The Humanitarian Situation Risk Index (HSRI) is a tool created by UN OCHA in Colombia. The objective of HSRI is to determine the probability that a humanitarian situation occurs in each of the country’s municipalities in relation to the ongoing complex emergency. HSRI’s overall purpose is to serve as a “complementary analytical tool in decision-making allowing for humanitarian assistance prioritization in different regions as needed.”
UPDATE: I actually got in touch with the HSRI group back in February 2009 to let them know about Ushahidi and they have since “been running some beta-testing on Ushahidi, and may as of next week start up a pilot effort to organize a large number of actors in northeastern Colombia to feed data into [their] on-line information system.” In addition, they “plan to move from a logit model calculating probability of a displacement situation for each of the 1,120 Colombian municipalities, to cluster analysis, and have been running the identical model on data [they] have for confined communities.”

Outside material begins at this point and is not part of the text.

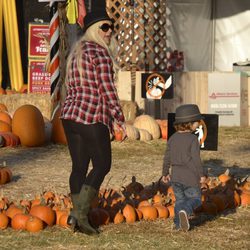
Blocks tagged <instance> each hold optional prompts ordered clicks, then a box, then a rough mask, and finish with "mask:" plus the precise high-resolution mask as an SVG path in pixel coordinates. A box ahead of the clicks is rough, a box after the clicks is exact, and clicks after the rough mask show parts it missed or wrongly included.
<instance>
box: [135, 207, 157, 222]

HSRI uses statistical tools (principal component analysis and the Logit model) to estimate the risk indexes. The indexes range from 0 to 1, where 0 is no risk and 1 is maximum risk. The team behind the project clearly state that the tool does not indicate the current situation in each municipality given that the data is not collected in real-time. Nor does the tool quantify the precise number of persons at risk.
The data used to estimate the Humanitarian Situation Risk Index “mostly comes from official sources, due to the fact that the vast majority of data collected and processed are from State entities, and in the remaining cases the data is from non-governmental or multilateral institutions.” The following table depicts the data collected.
I’d be interested to know whether the project will move towards doing any temporal analysis of the data over time. This would enable trends analysis which could more directly inform decision-making than a static map representing static data. One other thought might be to complement this “baseline” type data with event-data by using mobile phones and a “bounded crowdsourcing” approach a la Ushahidi.